A report by the Marine Accident Investigation (MAIB) said the lives of the fishing trawler crew were put at risk.
The MAIB investigators added that the Navy had shown a "reluctance to fully engage", waiting five months before confirming one of its submarines had been involved. It was also 10 months before it provided evidence.
It later transpired that the submarine's commanders had failed to realise they had passed beneath a fishing vessel with a net, rather than a merchant or passenger vessel.
"The navy have been very standoffish so I think the investigation is incomplete," Mr Murphy said.
"They've not answered why the submarine chose to go down the Irish Sea at huge speed on such a busy day, putting 61 trawlers at risk."
He recalled the incident as "like 30 seconds of sheer terror". "The boat near enough stopped and I went off my feet - I knew straight away it wasn't normal," Mr Murphy said.

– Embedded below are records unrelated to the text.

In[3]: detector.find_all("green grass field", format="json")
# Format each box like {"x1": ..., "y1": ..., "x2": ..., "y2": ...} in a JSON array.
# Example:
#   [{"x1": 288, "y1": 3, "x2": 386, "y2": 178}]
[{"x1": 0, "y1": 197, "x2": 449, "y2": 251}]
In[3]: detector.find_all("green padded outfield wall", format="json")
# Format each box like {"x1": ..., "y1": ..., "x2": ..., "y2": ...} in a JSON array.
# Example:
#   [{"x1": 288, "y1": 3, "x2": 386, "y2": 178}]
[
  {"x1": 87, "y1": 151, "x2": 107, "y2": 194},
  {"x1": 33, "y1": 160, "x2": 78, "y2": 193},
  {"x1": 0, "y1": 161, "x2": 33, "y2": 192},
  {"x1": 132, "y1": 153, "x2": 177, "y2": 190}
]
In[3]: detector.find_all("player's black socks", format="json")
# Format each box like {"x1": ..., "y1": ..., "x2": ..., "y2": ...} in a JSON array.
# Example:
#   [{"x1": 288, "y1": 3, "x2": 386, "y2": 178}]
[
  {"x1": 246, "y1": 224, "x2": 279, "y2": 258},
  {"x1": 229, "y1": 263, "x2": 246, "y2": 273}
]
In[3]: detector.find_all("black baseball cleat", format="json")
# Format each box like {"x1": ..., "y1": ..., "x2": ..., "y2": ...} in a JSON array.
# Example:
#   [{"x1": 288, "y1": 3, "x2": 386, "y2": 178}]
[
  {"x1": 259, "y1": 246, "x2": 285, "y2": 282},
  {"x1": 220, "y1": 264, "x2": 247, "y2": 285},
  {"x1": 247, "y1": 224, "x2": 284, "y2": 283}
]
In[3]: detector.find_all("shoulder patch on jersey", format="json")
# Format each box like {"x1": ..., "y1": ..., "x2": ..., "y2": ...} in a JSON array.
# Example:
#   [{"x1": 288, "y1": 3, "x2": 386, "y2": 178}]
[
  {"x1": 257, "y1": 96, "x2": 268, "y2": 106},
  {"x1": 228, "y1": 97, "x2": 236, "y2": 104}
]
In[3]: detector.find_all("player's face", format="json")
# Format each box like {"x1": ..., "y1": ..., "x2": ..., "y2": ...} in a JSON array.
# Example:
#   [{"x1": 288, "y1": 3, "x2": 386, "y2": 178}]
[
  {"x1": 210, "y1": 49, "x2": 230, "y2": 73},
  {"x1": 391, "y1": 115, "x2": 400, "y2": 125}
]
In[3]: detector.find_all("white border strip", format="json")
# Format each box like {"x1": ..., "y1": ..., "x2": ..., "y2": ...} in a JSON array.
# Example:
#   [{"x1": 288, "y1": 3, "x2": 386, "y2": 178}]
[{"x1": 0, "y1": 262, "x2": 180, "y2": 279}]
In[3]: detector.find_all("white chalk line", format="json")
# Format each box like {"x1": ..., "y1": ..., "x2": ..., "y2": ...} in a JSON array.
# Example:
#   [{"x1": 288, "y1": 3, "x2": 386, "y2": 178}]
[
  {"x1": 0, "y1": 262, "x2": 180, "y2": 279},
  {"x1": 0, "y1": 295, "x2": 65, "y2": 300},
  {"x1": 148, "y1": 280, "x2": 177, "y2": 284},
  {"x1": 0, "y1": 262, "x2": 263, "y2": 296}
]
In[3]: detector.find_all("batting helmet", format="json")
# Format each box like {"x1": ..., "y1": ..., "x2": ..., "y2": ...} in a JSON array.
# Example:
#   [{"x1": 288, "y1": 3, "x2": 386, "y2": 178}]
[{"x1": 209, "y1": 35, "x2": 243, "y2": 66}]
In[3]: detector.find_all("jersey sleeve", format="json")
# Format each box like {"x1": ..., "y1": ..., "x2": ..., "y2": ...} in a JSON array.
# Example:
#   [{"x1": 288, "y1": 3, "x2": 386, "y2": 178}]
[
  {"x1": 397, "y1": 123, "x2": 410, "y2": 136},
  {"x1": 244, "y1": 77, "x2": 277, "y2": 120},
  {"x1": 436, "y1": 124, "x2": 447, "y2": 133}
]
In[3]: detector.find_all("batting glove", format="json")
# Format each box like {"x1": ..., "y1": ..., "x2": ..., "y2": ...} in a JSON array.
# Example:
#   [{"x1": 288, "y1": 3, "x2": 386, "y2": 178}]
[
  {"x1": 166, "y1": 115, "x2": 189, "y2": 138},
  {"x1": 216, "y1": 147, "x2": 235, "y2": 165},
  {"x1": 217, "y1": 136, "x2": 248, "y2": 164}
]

"We sometimes catch nets on the seabed and the boat will stop. I looked over the side and saw it was going rapidly astern and something was towing us."
The vessel only became free after a cable attached to the nets snapped from the strain.
"I was in the wheel house wondering how we would escape," Mr Murphy explained. "I remember looking at the crew and wondering which way they were going to jump off the boat... I could see it in their eyes."
After the crew checked for damage, the skipper said he was too shocked to even speak. "I was just shaking, I wanted to call the coastguard," he added. "I tried to grab the microphone, but my hand was shaking that much I couldn't do it. It took me 10 minutes to recover myself."